Jed took the little ones outside, Leslie and I moved furniture so EMS could get in, Steve went down to the parking lot to get ready for the ambulance/fire truck and Pam kept on with the CPR with the folks from the retirement village. EMS got there with suction and suctioned Dad's airway and got him stable and pink again and took him and Ginger to the emergency room. Pam and I followed in a car very sedately.

Leslie followed with food, water and books. You don't want to drink from emergency room fountains, really. You don't want to breathe the air. When your sister tells you to put a mask over your mouth you do so. Yes you look silly, but you're less likely to get sick.

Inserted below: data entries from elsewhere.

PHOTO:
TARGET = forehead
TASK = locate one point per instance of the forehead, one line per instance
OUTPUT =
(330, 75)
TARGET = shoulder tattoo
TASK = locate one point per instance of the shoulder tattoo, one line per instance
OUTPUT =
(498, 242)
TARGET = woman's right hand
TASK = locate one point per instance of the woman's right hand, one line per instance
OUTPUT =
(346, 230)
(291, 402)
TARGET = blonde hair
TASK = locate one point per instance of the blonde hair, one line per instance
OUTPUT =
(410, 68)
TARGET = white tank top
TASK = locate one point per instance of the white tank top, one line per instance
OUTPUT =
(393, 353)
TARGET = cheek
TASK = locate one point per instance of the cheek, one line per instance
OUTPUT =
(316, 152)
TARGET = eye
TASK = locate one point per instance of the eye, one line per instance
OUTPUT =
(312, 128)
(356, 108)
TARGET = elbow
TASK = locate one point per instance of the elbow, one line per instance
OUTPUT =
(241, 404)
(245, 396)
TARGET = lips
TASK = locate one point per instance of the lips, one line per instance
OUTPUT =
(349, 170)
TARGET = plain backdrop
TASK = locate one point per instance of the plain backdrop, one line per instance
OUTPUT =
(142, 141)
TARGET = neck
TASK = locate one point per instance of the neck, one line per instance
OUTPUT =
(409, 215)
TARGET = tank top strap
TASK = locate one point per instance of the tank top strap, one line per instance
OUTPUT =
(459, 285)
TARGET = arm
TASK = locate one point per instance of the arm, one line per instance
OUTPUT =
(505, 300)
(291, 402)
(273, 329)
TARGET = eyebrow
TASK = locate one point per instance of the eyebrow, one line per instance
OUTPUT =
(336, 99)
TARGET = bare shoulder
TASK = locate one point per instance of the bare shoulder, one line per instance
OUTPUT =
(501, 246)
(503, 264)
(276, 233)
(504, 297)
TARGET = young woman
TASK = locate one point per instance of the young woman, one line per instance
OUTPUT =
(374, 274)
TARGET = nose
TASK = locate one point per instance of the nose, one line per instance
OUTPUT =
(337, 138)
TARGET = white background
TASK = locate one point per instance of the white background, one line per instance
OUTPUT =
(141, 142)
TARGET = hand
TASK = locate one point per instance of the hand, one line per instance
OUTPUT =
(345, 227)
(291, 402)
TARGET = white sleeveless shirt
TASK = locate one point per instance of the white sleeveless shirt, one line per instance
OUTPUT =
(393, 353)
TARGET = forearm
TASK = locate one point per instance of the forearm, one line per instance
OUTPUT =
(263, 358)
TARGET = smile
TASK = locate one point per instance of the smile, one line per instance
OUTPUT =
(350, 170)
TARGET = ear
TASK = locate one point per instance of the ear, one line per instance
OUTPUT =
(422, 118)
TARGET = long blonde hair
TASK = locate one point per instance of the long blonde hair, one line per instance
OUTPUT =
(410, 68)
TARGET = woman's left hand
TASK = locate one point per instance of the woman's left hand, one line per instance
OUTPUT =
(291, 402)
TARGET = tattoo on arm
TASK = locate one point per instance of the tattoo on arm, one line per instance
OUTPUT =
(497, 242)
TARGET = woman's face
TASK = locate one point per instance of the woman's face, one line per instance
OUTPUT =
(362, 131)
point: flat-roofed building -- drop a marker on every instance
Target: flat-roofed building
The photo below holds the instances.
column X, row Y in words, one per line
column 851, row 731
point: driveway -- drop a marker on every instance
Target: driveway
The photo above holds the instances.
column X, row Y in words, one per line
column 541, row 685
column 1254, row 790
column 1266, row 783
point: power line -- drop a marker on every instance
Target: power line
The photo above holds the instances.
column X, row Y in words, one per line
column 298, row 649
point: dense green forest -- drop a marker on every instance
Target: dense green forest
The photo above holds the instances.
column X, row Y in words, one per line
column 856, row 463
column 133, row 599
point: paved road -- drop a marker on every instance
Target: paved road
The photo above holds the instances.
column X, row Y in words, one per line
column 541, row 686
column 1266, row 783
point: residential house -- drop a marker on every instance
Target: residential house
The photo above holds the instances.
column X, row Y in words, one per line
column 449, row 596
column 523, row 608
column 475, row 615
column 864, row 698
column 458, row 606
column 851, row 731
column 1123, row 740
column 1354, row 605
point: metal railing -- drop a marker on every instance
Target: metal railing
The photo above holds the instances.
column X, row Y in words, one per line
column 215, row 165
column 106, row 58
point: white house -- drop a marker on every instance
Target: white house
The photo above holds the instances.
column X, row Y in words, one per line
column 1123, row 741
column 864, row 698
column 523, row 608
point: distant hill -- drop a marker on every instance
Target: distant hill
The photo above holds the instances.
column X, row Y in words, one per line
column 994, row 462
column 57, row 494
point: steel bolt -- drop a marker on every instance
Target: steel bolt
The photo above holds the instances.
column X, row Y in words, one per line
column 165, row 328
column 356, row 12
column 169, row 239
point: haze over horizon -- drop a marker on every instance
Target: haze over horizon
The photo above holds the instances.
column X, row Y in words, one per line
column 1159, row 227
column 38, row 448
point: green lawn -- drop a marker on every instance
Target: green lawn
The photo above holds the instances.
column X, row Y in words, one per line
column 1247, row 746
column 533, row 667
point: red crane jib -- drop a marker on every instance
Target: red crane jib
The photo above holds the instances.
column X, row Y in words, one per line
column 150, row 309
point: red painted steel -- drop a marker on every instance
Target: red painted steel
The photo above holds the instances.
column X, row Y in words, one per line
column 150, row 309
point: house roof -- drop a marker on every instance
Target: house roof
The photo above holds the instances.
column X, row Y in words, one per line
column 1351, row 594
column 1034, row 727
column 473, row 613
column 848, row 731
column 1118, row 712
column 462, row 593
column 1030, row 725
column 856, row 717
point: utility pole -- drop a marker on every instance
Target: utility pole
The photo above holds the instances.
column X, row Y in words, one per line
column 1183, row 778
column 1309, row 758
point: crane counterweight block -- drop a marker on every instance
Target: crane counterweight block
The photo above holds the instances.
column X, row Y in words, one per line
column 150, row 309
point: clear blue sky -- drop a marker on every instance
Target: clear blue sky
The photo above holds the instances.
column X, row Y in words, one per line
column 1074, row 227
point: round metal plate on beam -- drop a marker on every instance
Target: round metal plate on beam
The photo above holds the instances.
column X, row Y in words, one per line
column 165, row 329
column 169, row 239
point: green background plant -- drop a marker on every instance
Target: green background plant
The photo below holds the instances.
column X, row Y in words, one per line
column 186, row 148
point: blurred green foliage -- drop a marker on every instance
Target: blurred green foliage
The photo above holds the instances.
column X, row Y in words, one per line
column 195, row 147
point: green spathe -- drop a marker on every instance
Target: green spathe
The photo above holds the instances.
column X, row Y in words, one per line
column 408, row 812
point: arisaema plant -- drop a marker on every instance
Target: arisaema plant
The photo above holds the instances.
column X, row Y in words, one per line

It turned out that in suctioning my Dad (or in the compressing, or really anytime, but prob'ly during suctioning), Dad's stomach had been perforated and air was getting into his abdomen from the GI tract. This is unhealthy and can lead rather quickly to peritonitis. We lucked out in that the ER surgeon was Dr Charles, who is a whiz on GI surgery. Dad appeared to us to be cognizant of the world and us, but not able to talk because they'd taken his teeth and shoved a tube down his throat, so we made the decision to do the surgery...

He came through that and is now in ICU. If he can get rid of the stuff in his lungs he stands a good chance of recovery. But that's not what I wanted to write about...

What I wanted to write about was how functional my family was in an emergency. Without talking or ordering or anything, each of us chose something to do, something useful to do, and did it. The EMS people told all of us as they left that we had done it perfectly. Maybe they do this to everyone. Maybe not. I hope to hell I never have to find out by going through this again.

But it remains. We functioned, as a unit, and we functioned well. Shoot, I can't really write about it without crying.

We didn't really have much of a New Year's Eve, of course. Gone were the plans for the fabulous dinner at the Angus Barn. We were all asleep by midnight last night. But I do have a resolution for 02009 (I'm Y10k compliant and urge you to be too). I'm going to take CPR again... 'Cos what happened is that they've changed the compression to breath ratio since I took it from 5-7 compressions to one breath, to 30 compressions. Now that's a BIG difference.

And if you haven't recertified your CPR - or certified - I urge you to do so this year, too. It can save someone's life. Really.

1 comment:

Anonymous said...

Wow Wendy! I am so sorry to hear about your Dad. I am extremely grateful that everything worked out ok, so far and will hope and pray he fully recovers. Let me know when you get back to Austin.